A 78 rpm record, Muddy’s first recording, was produced on this date and is pictured here with a proud Muddy Waters (born McKinley Morganfield). The record was made with high-grade ribbon microphones and a 200 pound “portable” disk recorder positioned at the plantation commissary. A sampling of Muddy’s song-playing repertoire listed by Lomax in his field journals includes the traditional tunes “You Are My Sunshine,” “Country Blues,” and “I Be’s Troubled;” also on this list are “Thirteen Highway” (Walter Davis), “Sugar Mama” (Sonny Boy Williamson), and “Canary Bird Blues” (McKinley Morganfield). Lomax and Jones documented Muddy’s record collection as including work by Arthur Crudup, Peetie Wheatstraw, and Jay McShann.

Muddy learned guitar by being shown; there were no music books or sheets, and his education of poor quality may have lasted through the third grade. The child Muddy worked in the fields fetching water; when a bit older he was handed a bag and told to pick cotton. He later drove a mule or tractor.

In Mississippi, Muddy played at house parties or juke joints. He always had his eyes on Chicago, where others had gone. Gordon writes that in the early 1940s there were more migrant Mississippians in Chicago than in Mississippi. When Muddy arrived there were friends or relatives for him to stay with. Stepping off the Illinois Central train very close to the Loop, Muddy did not go far—he lived on the near west and south sides of the City. Muddy worked in factories and as a truck driver to support himself.

Muddy listed his acoustic guitar influences as Delta musicians Charley Patton, Son House, and Robert Johnson. The slow-tempo, quiet country blues style of Muddy’s soon came under the influence of West Side musician neighbors; and, the noise in the small clubs made his acoustic style impractical.

Big Bill Broonzy was the blues leader in the city and gave advice and encouragement. Jimmy Rogers, another Delta migrant in Chicago, was the second guitarist and harmonicist in Muddy’s first group. Blue Smitty had a briefer involvement, but was notable for advancing Muddy’s individual note fret-playing at a time when he was playing bottleneck slide guitar.

Not employing a bass player, the guitar players loosened their strings for a deeper, rhythmic sound. Smitty also showed Muddy how to boost his sound by installing an amplification unit in the guitar hole and plugging in—city electric blues became raucous and blues rock a step closer.

Guitarist Jimmy Rogers, living just off Maxwell Street (an eight-block flea market), found Little Walter (Jacobs) playing on the street one Saturday morning. He knew Walter and his powerful mouth harp sound from Arkansas, sought him out and took him eight blocks west to Muddy’s house.
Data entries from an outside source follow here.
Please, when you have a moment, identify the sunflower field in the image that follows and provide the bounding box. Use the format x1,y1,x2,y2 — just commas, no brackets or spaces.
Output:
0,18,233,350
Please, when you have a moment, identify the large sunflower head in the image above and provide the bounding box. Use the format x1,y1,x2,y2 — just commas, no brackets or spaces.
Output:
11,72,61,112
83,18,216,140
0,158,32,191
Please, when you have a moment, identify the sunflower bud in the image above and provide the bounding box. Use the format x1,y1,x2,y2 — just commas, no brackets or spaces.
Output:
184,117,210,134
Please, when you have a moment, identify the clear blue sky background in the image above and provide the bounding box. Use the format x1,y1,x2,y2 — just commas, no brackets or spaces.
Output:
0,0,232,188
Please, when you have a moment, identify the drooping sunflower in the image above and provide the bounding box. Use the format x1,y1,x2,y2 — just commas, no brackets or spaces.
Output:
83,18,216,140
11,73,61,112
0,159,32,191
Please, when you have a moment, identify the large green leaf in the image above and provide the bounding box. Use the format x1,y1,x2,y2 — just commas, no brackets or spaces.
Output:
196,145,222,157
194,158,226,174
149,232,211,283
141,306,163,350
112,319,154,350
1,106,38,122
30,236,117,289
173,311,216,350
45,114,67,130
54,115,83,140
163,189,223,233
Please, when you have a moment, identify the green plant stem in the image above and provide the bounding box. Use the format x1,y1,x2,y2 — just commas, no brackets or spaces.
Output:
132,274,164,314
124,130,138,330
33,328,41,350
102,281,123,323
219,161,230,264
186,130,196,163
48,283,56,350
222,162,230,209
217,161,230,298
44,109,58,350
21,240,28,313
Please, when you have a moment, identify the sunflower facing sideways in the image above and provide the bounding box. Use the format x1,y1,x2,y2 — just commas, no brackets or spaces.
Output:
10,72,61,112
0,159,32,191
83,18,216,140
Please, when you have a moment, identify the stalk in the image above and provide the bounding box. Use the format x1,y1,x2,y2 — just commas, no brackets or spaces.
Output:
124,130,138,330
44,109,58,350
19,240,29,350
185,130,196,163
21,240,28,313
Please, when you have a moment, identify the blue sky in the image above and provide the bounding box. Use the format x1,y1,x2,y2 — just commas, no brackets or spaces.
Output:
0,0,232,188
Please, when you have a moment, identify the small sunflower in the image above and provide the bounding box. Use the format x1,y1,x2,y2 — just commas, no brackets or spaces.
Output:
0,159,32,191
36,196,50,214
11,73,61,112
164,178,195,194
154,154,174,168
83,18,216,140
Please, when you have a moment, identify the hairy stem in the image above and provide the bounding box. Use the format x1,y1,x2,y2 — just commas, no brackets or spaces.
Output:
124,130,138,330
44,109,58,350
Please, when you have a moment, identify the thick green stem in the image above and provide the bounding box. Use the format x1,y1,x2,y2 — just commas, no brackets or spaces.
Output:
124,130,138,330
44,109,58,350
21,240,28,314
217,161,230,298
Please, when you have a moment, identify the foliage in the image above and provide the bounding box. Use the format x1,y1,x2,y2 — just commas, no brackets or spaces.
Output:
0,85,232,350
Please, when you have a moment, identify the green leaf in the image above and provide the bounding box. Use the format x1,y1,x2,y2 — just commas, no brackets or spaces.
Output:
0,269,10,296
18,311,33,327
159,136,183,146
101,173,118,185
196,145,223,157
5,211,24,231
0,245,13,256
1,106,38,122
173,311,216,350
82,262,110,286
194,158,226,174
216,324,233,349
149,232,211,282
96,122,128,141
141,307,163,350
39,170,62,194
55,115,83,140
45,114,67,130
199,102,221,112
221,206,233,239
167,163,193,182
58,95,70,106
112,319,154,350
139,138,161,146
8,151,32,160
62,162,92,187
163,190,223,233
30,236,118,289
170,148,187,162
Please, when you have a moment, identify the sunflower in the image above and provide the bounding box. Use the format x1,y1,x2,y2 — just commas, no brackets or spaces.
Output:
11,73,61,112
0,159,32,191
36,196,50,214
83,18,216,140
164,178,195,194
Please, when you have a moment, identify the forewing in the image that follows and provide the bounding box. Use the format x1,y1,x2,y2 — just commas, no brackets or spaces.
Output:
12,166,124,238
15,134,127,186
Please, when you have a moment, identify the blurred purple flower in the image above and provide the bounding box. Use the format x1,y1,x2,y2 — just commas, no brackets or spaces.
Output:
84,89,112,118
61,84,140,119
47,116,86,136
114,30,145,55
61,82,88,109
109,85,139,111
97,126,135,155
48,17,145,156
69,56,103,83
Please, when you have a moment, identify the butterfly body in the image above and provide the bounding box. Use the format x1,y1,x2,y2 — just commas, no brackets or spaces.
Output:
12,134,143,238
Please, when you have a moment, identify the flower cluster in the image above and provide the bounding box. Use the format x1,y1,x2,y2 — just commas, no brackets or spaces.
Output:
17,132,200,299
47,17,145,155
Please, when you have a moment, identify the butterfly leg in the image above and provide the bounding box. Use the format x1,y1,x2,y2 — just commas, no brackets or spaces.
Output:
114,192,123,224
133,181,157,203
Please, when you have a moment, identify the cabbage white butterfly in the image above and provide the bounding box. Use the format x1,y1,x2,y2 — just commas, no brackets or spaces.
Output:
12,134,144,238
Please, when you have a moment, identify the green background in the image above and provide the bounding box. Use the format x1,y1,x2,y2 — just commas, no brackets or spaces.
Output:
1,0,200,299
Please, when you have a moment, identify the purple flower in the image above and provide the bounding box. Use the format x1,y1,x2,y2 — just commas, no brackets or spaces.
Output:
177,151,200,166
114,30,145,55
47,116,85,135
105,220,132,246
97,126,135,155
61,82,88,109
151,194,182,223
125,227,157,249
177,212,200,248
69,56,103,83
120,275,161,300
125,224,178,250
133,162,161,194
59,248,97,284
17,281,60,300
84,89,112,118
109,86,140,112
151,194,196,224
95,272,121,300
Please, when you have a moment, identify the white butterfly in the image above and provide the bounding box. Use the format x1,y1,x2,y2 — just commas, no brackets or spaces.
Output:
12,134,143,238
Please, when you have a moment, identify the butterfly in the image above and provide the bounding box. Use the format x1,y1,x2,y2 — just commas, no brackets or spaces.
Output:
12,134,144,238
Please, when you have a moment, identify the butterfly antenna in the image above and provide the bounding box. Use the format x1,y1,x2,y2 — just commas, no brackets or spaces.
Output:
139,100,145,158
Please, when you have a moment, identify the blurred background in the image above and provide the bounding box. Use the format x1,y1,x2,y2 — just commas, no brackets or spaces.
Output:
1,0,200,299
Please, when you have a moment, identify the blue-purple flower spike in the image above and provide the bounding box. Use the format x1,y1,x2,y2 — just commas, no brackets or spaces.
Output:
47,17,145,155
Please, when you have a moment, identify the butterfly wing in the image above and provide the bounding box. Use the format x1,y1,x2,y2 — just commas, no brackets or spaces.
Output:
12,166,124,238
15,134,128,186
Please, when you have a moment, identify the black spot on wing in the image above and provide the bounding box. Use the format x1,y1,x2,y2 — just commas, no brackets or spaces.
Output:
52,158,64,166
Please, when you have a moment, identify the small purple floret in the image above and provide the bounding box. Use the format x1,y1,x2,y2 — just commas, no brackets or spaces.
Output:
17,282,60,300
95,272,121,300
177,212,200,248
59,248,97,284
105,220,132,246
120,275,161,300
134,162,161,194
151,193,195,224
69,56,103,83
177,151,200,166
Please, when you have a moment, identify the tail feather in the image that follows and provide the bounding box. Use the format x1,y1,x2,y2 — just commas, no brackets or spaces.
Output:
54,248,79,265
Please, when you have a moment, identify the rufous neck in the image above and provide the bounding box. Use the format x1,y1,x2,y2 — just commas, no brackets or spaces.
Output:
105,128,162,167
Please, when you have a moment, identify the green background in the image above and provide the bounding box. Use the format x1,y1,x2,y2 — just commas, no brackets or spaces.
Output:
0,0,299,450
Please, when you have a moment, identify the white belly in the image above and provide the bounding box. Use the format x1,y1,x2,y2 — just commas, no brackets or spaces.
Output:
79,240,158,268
The three started working together with drummer Big Face Leroy and got a weekend gig lasting eight years at the Zanzibar Club at Thirteenth and Ashland—a narrow space with a long bar on one wall and booths on the opposite wall, band in the back. They became known by dropping in other bars during the week, asking for a little space and time and playing for free, all the while announcing/promoting their paying weekend gig at the Zanzibar.
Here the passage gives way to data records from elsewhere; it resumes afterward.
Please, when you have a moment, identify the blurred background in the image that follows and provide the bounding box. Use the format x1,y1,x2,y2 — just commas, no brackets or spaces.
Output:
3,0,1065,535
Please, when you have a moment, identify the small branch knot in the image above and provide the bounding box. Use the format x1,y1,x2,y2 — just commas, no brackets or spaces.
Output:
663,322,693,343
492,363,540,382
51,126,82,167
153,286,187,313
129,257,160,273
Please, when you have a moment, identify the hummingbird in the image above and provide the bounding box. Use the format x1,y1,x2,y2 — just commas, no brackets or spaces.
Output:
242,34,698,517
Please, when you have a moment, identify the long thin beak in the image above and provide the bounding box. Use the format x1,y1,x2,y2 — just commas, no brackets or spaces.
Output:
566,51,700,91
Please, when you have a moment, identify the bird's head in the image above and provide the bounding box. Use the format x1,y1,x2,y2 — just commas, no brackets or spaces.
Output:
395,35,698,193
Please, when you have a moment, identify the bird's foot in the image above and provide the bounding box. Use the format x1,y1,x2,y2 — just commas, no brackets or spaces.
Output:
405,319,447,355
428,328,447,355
Eventually, Aristocrat Records (precursor to Chess) on South Michigan Avenue called and a lengthy recording career began

Reference. Gordon, Robert. Can’t Be Satisfied: The Life and Times of Muddy Waters. Little, Brown and Company: New York. 2002. Gordon’s book is a savoring of blues history—a true guide to Delta blues and Chicago blues. I read the First Back Bay trade paperback edition, published in June 2003. Included are 70-plus pages of detailed notes, lengthy bibliography and index, 284 pages of text, and three appendices.